1. System requirements

To use phyloFlash you will need a GNU/Linux system with Perl, R and Python installed. (OS X is for the brave, we have not tested this!)

2. Download package

2.1 Download via Conda

We recommend installing phyloFlash and its dependencies using Conda or Mamba. Conda is a package manager that will also install dependencies that are required if you don’t have them already.

phyloFlash is distributed through the Bioconda channel on Conda.

# If you haven't set up Bioconda already
conda config --add channels defaults
conda config --add channels bioconda
conda config --add channels conda-forge
# Try the following step if "solving environment" does not terminate
conda config --set channel_priority strict
# Create new environment named "pf" with phyloflash
conda create -n pf phyloflash
# Activate environment
conda activate pf
# Check that dependencies all installed properly
phyloFlash.pl -check_env
  • Avoid installing new packages to your base environment. Instead, create new environments with required packages as you need them.
  • Install packages to a new environment simultaneously, instead of adding them sequentially. This will prevent dependency conflicts.
  • In some cases, conda install can hang on the “Solving environment” step.

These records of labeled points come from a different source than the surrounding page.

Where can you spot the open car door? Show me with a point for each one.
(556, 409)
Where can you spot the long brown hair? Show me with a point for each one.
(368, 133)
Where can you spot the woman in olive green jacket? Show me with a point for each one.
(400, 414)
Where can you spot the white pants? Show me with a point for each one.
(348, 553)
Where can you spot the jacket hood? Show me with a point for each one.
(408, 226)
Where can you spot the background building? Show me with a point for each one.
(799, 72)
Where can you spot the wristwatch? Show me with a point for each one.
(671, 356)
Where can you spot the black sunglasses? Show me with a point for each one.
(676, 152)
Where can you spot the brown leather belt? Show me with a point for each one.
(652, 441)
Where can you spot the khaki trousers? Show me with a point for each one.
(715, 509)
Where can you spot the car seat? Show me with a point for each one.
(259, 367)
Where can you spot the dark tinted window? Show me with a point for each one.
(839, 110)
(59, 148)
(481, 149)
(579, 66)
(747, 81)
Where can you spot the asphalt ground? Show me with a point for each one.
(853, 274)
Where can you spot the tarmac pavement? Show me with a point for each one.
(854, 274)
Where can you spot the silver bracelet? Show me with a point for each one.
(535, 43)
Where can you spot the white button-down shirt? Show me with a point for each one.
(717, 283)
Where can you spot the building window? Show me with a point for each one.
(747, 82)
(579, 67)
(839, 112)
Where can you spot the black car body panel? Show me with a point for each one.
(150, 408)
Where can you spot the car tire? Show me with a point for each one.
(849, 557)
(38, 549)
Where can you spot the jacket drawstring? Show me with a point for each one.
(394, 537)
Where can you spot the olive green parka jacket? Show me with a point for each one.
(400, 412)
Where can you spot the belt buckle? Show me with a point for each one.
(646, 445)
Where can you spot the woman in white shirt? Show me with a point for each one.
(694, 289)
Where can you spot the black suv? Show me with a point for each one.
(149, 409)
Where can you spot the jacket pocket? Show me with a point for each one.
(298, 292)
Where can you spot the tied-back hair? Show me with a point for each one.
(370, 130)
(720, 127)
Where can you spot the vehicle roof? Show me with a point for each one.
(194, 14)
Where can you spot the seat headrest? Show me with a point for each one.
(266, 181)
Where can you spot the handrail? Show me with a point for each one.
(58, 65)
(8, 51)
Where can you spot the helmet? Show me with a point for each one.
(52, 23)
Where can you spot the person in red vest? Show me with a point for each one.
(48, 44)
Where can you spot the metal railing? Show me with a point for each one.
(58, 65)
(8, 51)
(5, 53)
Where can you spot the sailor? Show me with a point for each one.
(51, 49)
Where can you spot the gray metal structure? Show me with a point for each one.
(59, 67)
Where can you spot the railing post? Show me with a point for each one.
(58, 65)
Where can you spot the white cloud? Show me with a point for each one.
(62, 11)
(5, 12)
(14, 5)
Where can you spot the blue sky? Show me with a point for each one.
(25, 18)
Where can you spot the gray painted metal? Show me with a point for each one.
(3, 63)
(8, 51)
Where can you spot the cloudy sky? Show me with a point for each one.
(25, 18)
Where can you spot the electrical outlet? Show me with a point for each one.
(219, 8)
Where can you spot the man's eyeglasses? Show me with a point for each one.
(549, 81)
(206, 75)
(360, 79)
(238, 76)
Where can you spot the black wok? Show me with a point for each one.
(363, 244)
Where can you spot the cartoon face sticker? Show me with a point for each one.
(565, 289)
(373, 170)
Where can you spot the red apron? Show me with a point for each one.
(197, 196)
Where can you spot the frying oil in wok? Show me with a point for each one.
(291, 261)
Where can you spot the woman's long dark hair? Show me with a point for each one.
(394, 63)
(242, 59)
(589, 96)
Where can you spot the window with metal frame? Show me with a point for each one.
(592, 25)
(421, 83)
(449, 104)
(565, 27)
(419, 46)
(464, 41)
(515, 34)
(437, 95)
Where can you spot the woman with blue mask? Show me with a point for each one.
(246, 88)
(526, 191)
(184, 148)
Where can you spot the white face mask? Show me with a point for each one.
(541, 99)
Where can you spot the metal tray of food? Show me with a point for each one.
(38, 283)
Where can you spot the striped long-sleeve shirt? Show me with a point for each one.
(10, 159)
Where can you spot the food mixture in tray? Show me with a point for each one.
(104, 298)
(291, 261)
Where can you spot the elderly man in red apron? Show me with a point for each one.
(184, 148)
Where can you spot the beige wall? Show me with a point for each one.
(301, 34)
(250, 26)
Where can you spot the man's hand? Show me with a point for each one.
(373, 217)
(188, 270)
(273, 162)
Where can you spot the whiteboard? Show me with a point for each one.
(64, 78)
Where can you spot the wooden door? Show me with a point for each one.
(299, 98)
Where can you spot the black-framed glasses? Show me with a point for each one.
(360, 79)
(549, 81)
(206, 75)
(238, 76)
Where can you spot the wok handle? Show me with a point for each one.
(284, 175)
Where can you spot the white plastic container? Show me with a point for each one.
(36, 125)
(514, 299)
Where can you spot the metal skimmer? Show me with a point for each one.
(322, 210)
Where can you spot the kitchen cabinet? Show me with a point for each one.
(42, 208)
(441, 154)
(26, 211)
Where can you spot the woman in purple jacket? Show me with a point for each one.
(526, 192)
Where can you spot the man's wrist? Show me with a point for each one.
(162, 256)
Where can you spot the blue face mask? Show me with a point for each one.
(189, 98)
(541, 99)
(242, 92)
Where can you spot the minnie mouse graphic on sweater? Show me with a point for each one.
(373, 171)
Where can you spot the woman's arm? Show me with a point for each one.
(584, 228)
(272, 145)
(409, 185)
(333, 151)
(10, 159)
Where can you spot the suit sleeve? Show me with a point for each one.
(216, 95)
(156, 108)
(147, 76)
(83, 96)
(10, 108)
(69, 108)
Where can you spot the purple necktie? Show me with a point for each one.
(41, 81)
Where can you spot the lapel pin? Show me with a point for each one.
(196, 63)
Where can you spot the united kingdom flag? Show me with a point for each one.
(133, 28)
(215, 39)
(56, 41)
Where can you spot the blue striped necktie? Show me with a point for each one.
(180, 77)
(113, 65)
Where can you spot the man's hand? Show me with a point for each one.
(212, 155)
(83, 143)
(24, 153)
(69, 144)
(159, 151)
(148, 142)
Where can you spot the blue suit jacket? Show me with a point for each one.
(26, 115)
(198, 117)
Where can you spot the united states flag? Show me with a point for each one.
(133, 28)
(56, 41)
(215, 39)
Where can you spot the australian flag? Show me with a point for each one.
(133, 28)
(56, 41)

This appears to be because of ambiguities in dependency specifications in packages on different channels (see this issue on GitHub). Setting the channel_priority to strict asks Conda to always pick the higher-priority channel first when installing packages. This requires conda version to be 4.6 and above.
  • We also suggest using Mamba as a drop-in substitute for Conda. It implements a more effective dependency solver and is also the default Conda frontend for the pipeline manager Snakemake. Simply replace conda with mamba in the commands. Note that the defaults channel should be enabled.
  • If you wish to use Sortmerna (optional) for extracting rRNA reads, specify version 2.1b: conda create -n pf_sortmerna phyloflash sortmerna=2.1b

2.2 Download from GitHub

If you wish to modify the source code, you can clone the repository from GitHub

git clone https://github.com/HRGV/phyloFlash.git
cd phyloFlash
git status

3. Check and install dependencies

Check that dependencies are available:

phyloFlash.pl -check_env

If you downloaded via Conda they should already be installed, otherwise you will need to do it yourself.

phyloFlash relies on the following software:

These tools need to be in your $PATH environment variable, so that phyloFlash can find them.

In addition, you will need R and the following R packages for plotting if you use the phyloFlash_compare.pl script for comparing multiple samples:

  • ggdendro
  • gtable
  • reshape2
  • ggplot2
  • optparse

Within R, run the command

install.packages(c("ggdendro","gtable","reshape2","ggplot2","optparse"))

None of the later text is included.